For simulated net distances, we followed a similar approach but here distances and directions were generated differently depending on which of the four models was being tested (Table 1). For each bee species each year, and for each of the four models, we simulated 2000 mean and median net distances traveled, and thus, 24 sets of 2000 mean and median net distances traveled (4 models × 3 bee species × 2 years). In addition, we obtained 500 mean and median net distances traveled for combined years for each bee species.
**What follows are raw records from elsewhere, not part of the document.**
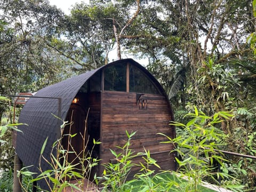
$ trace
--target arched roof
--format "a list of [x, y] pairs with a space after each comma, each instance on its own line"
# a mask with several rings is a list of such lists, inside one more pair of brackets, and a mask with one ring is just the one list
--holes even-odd
[[[49, 86], [38, 91], [24, 106], [20, 113], [19, 122], [26, 125], [19, 126], [22, 133], [17, 134], [15, 151], [25, 166], [34, 165], [30, 171], [38, 172], [38, 160], [40, 152], [44, 141], [47, 138], [47, 143], [44, 152], [44, 156], [49, 159], [53, 143], [59, 139], [60, 125], [62, 121], [55, 116], [58, 115], [58, 100], [52, 98], [36, 97], [53, 97], [61, 98], [60, 118], [65, 119], [68, 111], [81, 87], [96, 72], [102, 68], [120, 62], [134, 65], [146, 74], [164, 94], [164, 90], [151, 74], [138, 62], [131, 59], [114, 61], [99, 68], [88, 71], [82, 75], [69, 78], [55, 84]], [[44, 170], [49, 169], [49, 165], [43, 161], [41, 166]]]

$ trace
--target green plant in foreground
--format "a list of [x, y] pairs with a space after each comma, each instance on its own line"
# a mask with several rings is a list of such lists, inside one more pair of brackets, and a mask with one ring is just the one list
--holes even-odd
[[[220, 172], [217, 169], [217, 163], [221, 166], [227, 160], [224, 159], [218, 149], [224, 145], [227, 135], [217, 128], [223, 119], [233, 116], [229, 112], [221, 111], [212, 116], [208, 116], [202, 111], [198, 111], [195, 107], [195, 113], [189, 113], [192, 119], [186, 125], [172, 122], [171, 125], [181, 129], [182, 135], [172, 139], [166, 137], [168, 141], [174, 146], [172, 152], [177, 152], [180, 158], [175, 158], [178, 163], [177, 173], [185, 178], [186, 182], [180, 185], [181, 191], [199, 191], [198, 186], [203, 181], [210, 180], [218, 183], [219, 179], [230, 178], [227, 173]], [[234, 178], [233, 178], [234, 179]], [[234, 190], [241, 191], [242, 186], [227, 186]]]

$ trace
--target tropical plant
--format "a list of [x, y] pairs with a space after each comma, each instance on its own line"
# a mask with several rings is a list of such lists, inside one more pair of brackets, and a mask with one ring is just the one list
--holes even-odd
[[[194, 113], [187, 116], [191, 119], [186, 124], [172, 122], [171, 124], [181, 129], [182, 135], [172, 139], [164, 135], [168, 139], [164, 143], [172, 143], [175, 148], [173, 152], [177, 152], [179, 157], [175, 157], [178, 164], [177, 173], [180, 178], [186, 178], [189, 182], [183, 183], [181, 187], [183, 191], [198, 191], [198, 186], [203, 181], [210, 180], [215, 183], [219, 183], [219, 179], [227, 180], [232, 177], [227, 172], [220, 172], [218, 164], [223, 165], [228, 162], [223, 157], [219, 149], [225, 143], [227, 135], [218, 128], [218, 124], [225, 119], [233, 116], [229, 112], [220, 111], [212, 116], [208, 116], [202, 111], [194, 107]], [[236, 191], [242, 191], [241, 185], [226, 186]]]

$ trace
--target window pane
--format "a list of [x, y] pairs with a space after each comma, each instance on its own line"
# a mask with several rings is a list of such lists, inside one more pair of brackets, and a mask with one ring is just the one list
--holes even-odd
[[130, 91], [137, 93], [159, 94], [148, 77], [137, 67], [130, 67]]
[[90, 78], [90, 91], [99, 92], [101, 90], [101, 70], [97, 72]]
[[104, 90], [126, 91], [126, 65], [119, 63], [106, 67], [104, 71]]

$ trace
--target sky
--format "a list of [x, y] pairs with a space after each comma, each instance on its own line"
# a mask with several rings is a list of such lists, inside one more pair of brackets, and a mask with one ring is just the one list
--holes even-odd
[[[56, 5], [58, 8], [61, 9], [66, 14], [70, 13], [70, 11], [72, 8], [72, 5], [75, 5], [76, 3], [84, 2], [89, 3], [90, 0], [49, 0], [50, 4], [52, 5]], [[109, 53], [109, 60], [110, 61], [114, 61], [117, 59], [116, 53], [116, 50], [112, 50]], [[148, 61], [147, 59], [138, 59], [135, 57], [131, 55], [125, 55], [124, 53], [122, 54], [123, 59], [132, 58], [138, 62], [143, 66], [146, 66], [148, 64]]]

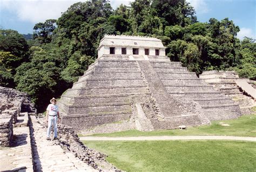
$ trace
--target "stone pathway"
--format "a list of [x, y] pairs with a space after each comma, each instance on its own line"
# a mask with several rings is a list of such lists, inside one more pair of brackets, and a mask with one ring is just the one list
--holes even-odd
[[45, 128], [35, 116], [31, 117], [32, 125], [14, 128], [11, 147], [0, 147], [0, 171], [99, 171], [71, 153], [65, 153], [57, 141], [46, 140]]
[[[32, 121], [36, 121], [31, 116]], [[34, 119], [33, 119], [34, 118]], [[46, 129], [33, 123], [36, 148], [33, 150], [36, 170], [43, 171], [98, 171], [71, 153], [64, 153], [57, 141], [46, 140]]]
[[141, 141], [176, 140], [231, 140], [256, 141], [256, 138], [224, 135], [138, 136], [126, 137], [83, 137], [80, 140], [92, 141]]
[[29, 128], [15, 127], [14, 133], [11, 147], [0, 148], [0, 171], [33, 171]]

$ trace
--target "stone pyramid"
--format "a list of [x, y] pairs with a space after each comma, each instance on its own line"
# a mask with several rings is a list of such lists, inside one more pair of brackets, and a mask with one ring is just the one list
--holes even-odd
[[230, 98], [170, 61], [160, 40], [142, 37], [105, 35], [58, 103], [62, 123], [76, 130], [131, 118], [141, 130], [172, 129], [241, 115]]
A randomization approach was used to identify the model that best fitted the observed data. The p value was determined by counting the percentage of time, out of 2000, the simulated mean or median net distance was greater or smaller than the observed mean or median distance traveled for the bee species that year. With three bee species, 2 years, and four models, we performed 24 randomization tests. When testing the observed mean to the simulated distribution of means, a low probability value indicates rejection of the model. To determine the robustness of our findings, we repeated each randomization test using five different starting points, i.e. random number seeds. This was done using the set.seed random number generator function in R 3.5.1.
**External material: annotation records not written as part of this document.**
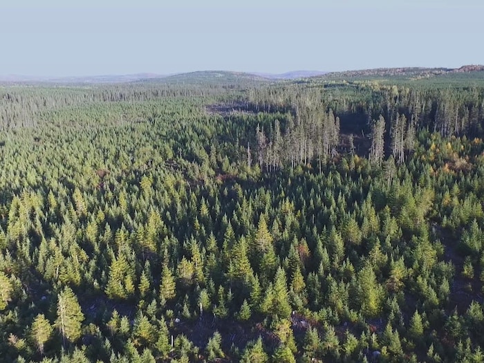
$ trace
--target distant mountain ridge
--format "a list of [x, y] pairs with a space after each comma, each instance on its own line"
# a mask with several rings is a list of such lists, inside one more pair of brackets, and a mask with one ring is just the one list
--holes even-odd
[[251, 80], [257, 82], [290, 80], [317, 77], [323, 80], [346, 78], [371, 78], [405, 76], [410, 77], [434, 77], [452, 73], [472, 73], [484, 71], [484, 65], [466, 65], [458, 68], [399, 67], [346, 71], [343, 72], [324, 72], [321, 71], [292, 71], [285, 73], [266, 73], [256, 72], [232, 72], [227, 71], [201, 71], [171, 75], [156, 73], [136, 73], [130, 75], [105, 75], [73, 77], [37, 77], [19, 75], [0, 75], [0, 83], [54, 83], [54, 84], [115, 84], [136, 82], [196, 82], [208, 80]]
[[290, 71], [285, 73], [253, 73], [252, 74], [268, 78], [270, 80], [296, 80], [297, 78], [308, 78], [317, 75], [323, 75], [328, 73], [322, 71]]

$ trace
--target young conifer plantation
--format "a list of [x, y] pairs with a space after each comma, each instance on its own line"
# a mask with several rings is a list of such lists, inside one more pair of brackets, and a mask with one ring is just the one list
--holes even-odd
[[390, 71], [0, 86], [0, 361], [483, 362], [484, 71]]

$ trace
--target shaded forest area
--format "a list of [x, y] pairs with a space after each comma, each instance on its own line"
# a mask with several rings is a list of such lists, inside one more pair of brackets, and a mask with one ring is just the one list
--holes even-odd
[[484, 360], [484, 78], [177, 77], [0, 88], [3, 361]]

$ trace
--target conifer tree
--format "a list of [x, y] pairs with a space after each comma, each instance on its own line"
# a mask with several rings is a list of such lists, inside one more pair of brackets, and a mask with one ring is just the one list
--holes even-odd
[[55, 326], [66, 339], [74, 342], [81, 336], [81, 324], [84, 315], [77, 302], [77, 297], [71, 288], [66, 287], [57, 296], [57, 319]]
[[0, 271], [0, 311], [7, 307], [7, 304], [12, 298], [13, 286], [8, 277]]
[[41, 355], [44, 355], [44, 345], [50, 338], [53, 331], [53, 328], [44, 314], [39, 314], [35, 317], [30, 327], [30, 336]]

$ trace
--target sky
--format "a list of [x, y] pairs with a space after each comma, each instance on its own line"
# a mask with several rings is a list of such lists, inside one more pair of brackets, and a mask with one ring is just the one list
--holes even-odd
[[484, 64], [482, 0], [3, 0], [0, 75]]

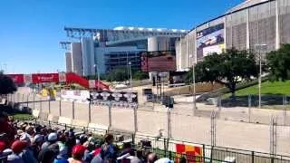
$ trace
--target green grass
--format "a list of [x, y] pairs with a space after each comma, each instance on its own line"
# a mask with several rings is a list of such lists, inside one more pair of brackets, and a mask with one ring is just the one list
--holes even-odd
[[[254, 85], [236, 91], [236, 96], [246, 96], [248, 94], [257, 95], [258, 85]], [[290, 81], [283, 82], [262, 82], [261, 94], [284, 94], [290, 95]], [[229, 97], [231, 93], [227, 93], [224, 97]]]

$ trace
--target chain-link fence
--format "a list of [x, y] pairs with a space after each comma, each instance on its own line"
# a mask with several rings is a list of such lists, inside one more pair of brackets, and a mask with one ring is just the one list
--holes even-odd
[[[271, 112], [273, 110], [266, 110], [263, 118], [266, 121], [261, 122], [258, 118], [263, 117], [260, 115], [264, 114], [261, 114], [258, 109], [246, 108], [243, 113], [229, 108], [216, 107], [213, 116], [212, 110], [203, 110], [204, 108], [198, 106], [197, 112], [206, 111], [203, 114], [207, 117], [198, 113], [193, 116], [191, 111], [186, 111], [192, 110], [192, 108], [182, 108], [181, 106], [179, 108], [179, 105], [173, 110], [167, 110], [156, 104], [153, 110], [147, 110], [143, 107], [137, 109], [130, 106], [116, 106], [111, 103], [92, 105], [89, 102], [50, 101], [37, 95], [14, 94], [8, 96], [9, 101], [19, 101], [24, 106], [27, 106], [27, 99], [28, 101], [28, 101], [28, 107], [40, 110], [40, 114], [45, 113], [45, 116], [52, 114], [87, 123], [95, 123], [113, 130], [145, 133], [157, 138], [174, 138], [188, 142], [259, 150], [266, 153], [270, 152], [271, 148], [274, 147], [273, 155], [290, 153], [290, 127], [281, 125], [281, 122], [284, 121], [281, 120], [281, 115], [285, 115], [283, 110], [274, 110], [280, 112], [273, 114]], [[249, 112], [246, 110], [250, 110], [251, 123], [248, 121]], [[243, 120], [237, 120], [237, 118], [230, 117], [233, 115], [238, 117], [239, 113], [246, 114], [242, 117]], [[276, 117], [275, 123], [271, 123], [272, 115]], [[259, 120], [258, 123], [257, 120]], [[275, 133], [271, 125], [276, 126]], [[276, 139], [273, 139], [274, 137]]]

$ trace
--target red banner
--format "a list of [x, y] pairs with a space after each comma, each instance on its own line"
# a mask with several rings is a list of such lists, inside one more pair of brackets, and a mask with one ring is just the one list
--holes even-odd
[[58, 82], [58, 73], [34, 73], [32, 74], [33, 83]]
[[16, 84], [23, 84], [24, 82], [24, 74], [8, 74], [8, 76]]

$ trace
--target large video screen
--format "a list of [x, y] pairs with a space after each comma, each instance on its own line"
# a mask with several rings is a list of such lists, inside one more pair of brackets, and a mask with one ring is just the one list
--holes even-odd
[[141, 72], [176, 71], [175, 51], [158, 51], [141, 53]]
[[204, 29], [197, 33], [197, 54], [198, 59], [209, 53], [221, 53], [225, 48], [224, 24]]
Our ability to reject or accept a given model was similar whether we used the median or the mean distance traveled between consecutive racemes. Because the mean may better reflect the skewness of the distributions of distances traveled, we present the results obtained using the mean net distance traveled. Moreover, few differences existed between the results of the simulation models based on transition matrices or transition vectors, and fewer parameters needed to be estimated for transition vectors, therefore parameter estimates of the transition vectors were more stable for a given sample size, and we present the results of the simulation models obtained using transition vectors.